Logan Wright, a Beijing-based analyst at Stone & McCarthy, an economic-research firm, has done some statistical detective work to make sense of the figures. The first problem is that reported reserves exclude the transfer of foreign exchange from the PBOC to the China Investment Corporation, the country’s sovereign-wealth fund. The reserve figures have also been reduced in book-keeping terms this year by the PBOC “asking” banks to use dollars to pay for the extra reserves that they are now required to hold at the central bank. Adding these two items to reported reserves, Mr Wright reckons that total foreign-exchange assets rose by an astonishing $393 billion in the first five months of 2008 (see chart), more than double the increase in the same period last year.
I literally have nothing to add! Do check out the chart that accompanies the article; it highlights that China’s current foreign asset growth, annualized, is a lot closer to a trillion dollars than half a trillion dollars.
Logan Wright’s article on the bureaucratic rivalry between SAFE and the CIC -- itself a spillover of the rivalry between the PBoC and the Ministry of Finance -- is also well worth reading.

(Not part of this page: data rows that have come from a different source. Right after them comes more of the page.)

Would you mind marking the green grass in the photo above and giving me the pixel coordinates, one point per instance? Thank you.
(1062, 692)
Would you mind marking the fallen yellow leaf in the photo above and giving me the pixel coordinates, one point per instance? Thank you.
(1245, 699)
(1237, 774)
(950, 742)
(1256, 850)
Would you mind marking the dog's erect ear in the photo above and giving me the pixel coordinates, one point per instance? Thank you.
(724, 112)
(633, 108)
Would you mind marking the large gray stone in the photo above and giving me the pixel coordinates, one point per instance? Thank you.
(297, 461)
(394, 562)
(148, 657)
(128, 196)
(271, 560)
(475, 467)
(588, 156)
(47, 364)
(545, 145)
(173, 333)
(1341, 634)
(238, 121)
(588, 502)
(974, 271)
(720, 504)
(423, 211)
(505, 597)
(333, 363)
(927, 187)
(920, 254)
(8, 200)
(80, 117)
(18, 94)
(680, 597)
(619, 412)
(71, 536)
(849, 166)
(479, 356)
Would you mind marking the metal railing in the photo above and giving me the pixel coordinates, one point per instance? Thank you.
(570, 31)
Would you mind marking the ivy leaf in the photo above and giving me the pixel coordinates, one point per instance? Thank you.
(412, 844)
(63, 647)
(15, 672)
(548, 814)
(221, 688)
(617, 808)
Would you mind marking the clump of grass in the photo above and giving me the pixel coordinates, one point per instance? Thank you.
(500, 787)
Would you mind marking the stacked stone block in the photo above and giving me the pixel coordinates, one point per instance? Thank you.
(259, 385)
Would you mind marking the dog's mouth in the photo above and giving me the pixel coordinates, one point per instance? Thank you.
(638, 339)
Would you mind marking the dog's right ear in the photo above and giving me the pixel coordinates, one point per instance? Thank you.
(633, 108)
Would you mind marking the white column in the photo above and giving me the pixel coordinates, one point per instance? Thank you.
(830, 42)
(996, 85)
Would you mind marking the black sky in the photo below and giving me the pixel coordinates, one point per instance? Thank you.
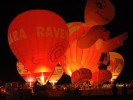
(69, 10)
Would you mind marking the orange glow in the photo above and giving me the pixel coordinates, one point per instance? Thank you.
(25, 74)
(80, 76)
(38, 39)
(75, 57)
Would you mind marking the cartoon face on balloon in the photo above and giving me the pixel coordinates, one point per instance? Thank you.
(99, 12)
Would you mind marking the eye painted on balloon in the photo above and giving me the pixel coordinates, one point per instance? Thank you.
(101, 4)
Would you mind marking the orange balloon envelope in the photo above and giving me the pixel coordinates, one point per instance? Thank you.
(38, 38)
(25, 74)
(100, 77)
(75, 57)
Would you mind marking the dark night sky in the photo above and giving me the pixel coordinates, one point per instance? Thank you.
(69, 10)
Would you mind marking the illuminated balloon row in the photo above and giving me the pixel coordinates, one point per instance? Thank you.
(38, 39)
(31, 79)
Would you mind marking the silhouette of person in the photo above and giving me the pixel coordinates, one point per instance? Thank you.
(114, 89)
(124, 90)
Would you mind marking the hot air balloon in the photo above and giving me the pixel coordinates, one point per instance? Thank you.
(56, 75)
(75, 57)
(81, 76)
(38, 38)
(116, 65)
(100, 77)
(97, 13)
(25, 74)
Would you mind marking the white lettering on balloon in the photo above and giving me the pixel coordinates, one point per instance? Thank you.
(16, 35)
(41, 32)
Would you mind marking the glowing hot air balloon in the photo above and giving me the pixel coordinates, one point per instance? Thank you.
(75, 57)
(25, 74)
(38, 38)
(80, 76)
(56, 75)
(100, 77)
(97, 13)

When I visited Beijing last November, a journalist based there quipped that the PBoC and the Ministry of Finance have been at each others’ throats since 1949. Their rivalry historically hasn’t had much impact on the rest of the world. Now each influences - as the CIC is consider closer to the Finance Ministry than to the PBoC, though it reports to the State Council -- a rather substantial pool of funds to invest abroad. And given how fast China’s foreign assets are growing, each could soon control a lot more funds.